Нет никакого сомнения, что пройдут годы и найдется историк (да простят меня благородные историки), который напишет книгу под претенциозным заглавием: «Марат и женщины». И конечно же, эта книга пойдет нарасхват. И конечно, как и все, написанное о Марате, она окажется букетом лжи. И конечно, мои любезные соотечественники, читая ее, будут смаковать сочные детали, упиваться рискованными подробностями – таковы, к сожалению, мы, потомки Брантома и Лабрюйера, истинные дети Франции.
Именно поэтому я считаю долгом своим остановиться на данном предмете, хотя поначалу и не собирался этого делать. Дабы предотвратить ложь, нужно выявить правду. И если я не могу похвастать, будто знаю об этой стороне жизни моего друга особенно много – Марат не принадлежал к числу мужчин, любящих афишировать свои связи, – я все же льщу себя надеждой, что знаю здесь несколько больше, чем другие, и поэтому читатель может отнестись к моим словам с большим доверием, чем к фривольным измышлениям настоящих и будущих пасквилянтов.
Жизнь Марата ярко подтверждает истину, которую так часто пытаются оспаривать: женщину привлекает в мужчине отнюдь не его внешность. Марат далеко не был Адонисом, это известно всем. А между тем как его любили! Скажу сильнее: как его обожали дамы, в том числе в изысканные красавицы, щедро одаренные, с безукоризненным вкусом, с блестящими манерами, с тонкой душой… II просто женщины, без всяких манер, но с единственным дарованием – любить и быть любимыми…

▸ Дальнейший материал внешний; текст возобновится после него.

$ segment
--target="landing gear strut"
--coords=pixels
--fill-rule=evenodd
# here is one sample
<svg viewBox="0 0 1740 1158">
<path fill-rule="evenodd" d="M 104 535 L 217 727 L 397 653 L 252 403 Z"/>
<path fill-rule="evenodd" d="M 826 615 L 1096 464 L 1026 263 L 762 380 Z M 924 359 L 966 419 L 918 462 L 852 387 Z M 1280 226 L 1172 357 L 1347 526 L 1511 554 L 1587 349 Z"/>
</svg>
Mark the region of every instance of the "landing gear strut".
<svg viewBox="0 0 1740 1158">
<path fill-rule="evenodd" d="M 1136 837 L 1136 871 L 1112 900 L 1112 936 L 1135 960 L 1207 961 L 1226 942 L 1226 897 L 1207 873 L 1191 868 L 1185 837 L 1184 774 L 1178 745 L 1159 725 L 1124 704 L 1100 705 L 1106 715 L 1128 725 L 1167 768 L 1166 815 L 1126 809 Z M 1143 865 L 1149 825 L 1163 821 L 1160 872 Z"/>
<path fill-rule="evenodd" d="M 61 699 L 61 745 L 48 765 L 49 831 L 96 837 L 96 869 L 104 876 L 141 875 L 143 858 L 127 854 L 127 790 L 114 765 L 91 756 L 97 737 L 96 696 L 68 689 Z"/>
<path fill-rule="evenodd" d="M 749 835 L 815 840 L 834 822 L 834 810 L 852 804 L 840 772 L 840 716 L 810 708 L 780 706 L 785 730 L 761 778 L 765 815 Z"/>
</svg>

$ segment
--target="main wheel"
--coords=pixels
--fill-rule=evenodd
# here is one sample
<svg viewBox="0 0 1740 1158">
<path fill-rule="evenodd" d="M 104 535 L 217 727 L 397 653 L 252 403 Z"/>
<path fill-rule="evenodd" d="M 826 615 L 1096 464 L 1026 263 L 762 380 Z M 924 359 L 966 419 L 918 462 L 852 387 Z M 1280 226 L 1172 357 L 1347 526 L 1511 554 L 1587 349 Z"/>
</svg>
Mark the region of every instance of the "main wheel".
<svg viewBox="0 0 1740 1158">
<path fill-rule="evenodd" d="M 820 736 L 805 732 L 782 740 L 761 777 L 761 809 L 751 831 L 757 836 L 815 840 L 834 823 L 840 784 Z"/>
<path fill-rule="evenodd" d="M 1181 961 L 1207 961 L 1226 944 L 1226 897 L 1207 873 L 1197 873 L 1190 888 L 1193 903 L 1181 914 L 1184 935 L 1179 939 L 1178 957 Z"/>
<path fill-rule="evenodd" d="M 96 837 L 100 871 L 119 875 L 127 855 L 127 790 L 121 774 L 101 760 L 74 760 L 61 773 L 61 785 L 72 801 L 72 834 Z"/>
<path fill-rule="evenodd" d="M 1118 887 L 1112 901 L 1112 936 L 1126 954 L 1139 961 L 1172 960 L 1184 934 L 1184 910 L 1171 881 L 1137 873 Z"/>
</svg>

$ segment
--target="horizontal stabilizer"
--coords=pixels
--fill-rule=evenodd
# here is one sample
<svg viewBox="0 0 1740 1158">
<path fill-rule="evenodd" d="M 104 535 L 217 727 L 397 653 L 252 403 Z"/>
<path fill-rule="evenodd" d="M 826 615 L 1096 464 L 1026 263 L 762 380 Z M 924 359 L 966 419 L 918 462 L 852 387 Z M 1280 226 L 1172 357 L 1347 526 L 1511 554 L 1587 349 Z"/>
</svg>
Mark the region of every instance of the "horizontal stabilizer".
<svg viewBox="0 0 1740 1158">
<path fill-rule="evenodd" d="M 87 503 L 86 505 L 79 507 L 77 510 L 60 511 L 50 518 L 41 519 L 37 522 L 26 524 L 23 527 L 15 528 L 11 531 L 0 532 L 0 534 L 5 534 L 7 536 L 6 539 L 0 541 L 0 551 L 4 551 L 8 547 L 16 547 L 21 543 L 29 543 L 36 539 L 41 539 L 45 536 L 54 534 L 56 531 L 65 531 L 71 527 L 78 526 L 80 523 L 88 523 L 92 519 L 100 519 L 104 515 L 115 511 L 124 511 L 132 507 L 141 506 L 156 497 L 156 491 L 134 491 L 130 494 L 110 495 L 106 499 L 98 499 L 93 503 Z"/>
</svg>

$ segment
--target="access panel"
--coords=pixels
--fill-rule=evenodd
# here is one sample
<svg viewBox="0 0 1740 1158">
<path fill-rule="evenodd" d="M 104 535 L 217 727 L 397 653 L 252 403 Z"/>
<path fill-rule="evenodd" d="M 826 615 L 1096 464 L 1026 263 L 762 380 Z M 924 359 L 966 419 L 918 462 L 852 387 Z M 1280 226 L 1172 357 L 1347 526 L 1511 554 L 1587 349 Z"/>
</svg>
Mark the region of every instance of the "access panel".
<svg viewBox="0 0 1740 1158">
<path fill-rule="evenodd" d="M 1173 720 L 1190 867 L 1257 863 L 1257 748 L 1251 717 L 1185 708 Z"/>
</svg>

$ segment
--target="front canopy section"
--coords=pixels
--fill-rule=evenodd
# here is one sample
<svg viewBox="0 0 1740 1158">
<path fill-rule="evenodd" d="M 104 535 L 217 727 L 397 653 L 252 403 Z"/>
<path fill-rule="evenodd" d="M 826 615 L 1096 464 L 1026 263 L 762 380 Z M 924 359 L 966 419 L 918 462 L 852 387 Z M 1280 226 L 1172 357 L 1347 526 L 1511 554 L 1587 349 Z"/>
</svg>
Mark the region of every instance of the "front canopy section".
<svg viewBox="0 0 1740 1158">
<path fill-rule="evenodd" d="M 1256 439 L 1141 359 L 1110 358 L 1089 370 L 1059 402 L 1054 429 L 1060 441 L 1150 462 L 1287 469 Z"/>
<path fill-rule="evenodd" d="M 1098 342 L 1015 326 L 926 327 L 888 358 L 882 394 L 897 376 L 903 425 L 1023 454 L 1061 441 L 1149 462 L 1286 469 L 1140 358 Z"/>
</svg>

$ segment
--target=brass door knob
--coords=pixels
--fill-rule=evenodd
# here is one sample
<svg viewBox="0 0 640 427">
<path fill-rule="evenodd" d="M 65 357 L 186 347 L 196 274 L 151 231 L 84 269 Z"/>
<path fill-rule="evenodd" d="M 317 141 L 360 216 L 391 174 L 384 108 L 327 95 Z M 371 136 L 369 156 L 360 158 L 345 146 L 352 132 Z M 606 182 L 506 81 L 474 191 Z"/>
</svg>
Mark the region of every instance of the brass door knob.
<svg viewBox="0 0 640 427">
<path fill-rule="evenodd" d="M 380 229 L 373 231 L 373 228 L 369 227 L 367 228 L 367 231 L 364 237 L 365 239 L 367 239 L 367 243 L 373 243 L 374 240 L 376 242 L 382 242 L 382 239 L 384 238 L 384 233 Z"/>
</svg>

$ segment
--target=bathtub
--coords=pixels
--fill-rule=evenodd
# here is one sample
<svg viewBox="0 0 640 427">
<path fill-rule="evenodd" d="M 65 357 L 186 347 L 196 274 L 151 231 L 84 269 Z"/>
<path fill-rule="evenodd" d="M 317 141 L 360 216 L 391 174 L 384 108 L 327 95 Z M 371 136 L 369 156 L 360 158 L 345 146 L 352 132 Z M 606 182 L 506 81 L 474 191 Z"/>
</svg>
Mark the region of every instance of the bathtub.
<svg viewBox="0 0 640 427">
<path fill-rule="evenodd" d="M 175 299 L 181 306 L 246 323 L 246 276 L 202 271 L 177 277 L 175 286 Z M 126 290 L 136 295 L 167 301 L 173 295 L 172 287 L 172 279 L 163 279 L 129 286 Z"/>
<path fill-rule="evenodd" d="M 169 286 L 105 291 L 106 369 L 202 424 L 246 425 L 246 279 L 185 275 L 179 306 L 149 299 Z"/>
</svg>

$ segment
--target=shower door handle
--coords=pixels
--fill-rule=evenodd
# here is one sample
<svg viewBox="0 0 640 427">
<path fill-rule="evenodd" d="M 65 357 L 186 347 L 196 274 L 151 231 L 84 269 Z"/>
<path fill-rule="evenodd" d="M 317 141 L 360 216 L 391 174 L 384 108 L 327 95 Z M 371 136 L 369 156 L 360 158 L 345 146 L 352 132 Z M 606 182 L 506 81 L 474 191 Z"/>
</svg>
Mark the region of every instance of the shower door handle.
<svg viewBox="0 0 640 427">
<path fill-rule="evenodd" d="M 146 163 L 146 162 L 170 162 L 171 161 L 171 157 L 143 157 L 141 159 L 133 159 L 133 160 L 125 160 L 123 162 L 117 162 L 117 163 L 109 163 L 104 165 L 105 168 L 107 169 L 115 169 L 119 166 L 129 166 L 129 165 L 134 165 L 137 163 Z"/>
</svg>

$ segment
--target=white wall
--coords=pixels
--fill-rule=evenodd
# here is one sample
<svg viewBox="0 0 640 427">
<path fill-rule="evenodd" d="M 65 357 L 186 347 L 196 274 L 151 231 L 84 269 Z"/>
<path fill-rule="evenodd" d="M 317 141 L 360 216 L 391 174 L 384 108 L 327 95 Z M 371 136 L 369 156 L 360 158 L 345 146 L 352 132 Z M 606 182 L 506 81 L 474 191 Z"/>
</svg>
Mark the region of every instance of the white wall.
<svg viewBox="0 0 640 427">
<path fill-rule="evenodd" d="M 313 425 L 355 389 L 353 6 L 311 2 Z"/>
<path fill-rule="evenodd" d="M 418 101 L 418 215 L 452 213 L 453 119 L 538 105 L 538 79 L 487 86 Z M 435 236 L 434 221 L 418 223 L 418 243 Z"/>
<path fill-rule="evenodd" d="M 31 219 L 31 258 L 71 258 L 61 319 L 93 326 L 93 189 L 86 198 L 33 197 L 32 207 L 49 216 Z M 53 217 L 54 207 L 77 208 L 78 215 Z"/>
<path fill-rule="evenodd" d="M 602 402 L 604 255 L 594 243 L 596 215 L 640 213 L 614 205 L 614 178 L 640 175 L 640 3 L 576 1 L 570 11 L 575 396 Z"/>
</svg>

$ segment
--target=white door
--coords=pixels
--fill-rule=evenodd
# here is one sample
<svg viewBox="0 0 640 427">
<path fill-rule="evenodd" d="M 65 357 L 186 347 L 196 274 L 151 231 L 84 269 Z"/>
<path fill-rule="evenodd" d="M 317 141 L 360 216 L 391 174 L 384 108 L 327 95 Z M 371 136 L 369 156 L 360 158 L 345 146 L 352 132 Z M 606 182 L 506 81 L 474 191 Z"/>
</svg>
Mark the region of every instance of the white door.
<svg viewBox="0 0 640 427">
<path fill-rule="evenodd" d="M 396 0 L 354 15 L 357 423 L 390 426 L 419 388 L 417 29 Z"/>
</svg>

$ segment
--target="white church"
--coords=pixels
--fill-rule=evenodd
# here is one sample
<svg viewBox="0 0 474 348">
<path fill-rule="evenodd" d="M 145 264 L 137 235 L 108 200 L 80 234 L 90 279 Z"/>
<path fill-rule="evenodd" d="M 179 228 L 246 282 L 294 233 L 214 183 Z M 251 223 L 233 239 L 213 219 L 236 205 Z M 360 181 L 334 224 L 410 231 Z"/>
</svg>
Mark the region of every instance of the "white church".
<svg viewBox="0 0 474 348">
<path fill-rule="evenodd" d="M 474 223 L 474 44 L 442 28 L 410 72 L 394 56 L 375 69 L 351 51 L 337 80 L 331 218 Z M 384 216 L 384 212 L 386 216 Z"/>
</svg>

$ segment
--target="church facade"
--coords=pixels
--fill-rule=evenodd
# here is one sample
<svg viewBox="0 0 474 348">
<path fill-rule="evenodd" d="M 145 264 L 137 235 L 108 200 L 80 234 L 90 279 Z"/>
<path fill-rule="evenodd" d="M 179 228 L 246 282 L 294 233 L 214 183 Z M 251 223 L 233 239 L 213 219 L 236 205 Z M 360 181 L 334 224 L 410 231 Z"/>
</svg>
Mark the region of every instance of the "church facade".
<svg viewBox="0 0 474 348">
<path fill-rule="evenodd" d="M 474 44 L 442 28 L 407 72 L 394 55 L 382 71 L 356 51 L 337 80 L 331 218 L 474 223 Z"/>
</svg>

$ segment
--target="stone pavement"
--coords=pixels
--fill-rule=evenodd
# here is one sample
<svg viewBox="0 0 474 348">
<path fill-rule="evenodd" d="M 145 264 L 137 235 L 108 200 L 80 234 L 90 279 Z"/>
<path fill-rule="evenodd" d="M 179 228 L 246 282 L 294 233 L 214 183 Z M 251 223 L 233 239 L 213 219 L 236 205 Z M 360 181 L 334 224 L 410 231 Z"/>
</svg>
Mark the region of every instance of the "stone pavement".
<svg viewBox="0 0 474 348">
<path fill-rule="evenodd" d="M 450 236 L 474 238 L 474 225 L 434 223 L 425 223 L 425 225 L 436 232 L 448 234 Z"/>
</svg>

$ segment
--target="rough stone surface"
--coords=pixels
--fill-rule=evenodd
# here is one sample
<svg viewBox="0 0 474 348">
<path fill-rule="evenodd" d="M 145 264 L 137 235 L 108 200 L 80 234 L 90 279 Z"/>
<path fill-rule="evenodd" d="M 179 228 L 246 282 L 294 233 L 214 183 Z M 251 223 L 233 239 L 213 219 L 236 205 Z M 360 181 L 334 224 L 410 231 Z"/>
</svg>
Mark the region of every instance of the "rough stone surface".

У меня хранится четверостишие, написанное рукой Марата – единственный образец его юношеской поэзии; это мадригал в честь одной из невшательских красавиц, некой госпожи д'Андре. Вот он:
Ваша поступь граций сконфузит,
Ваша прелесть Венеру затмит,
Сам Амур-победитель струсит,
Стрелы вам отдать поспешит…
Неважные стихи – скажет читатель. А я и не хвалю их; я хочу лишь показать, что в определенном возрасте Марат отдавал дань тому же, чему отдаем все мы. И на любовь, естественно, он отвечал любовью: его мечтательный, несколько сентиментальный склад той поры, равно как и его огненный темперамент, давал для этого все необходимое.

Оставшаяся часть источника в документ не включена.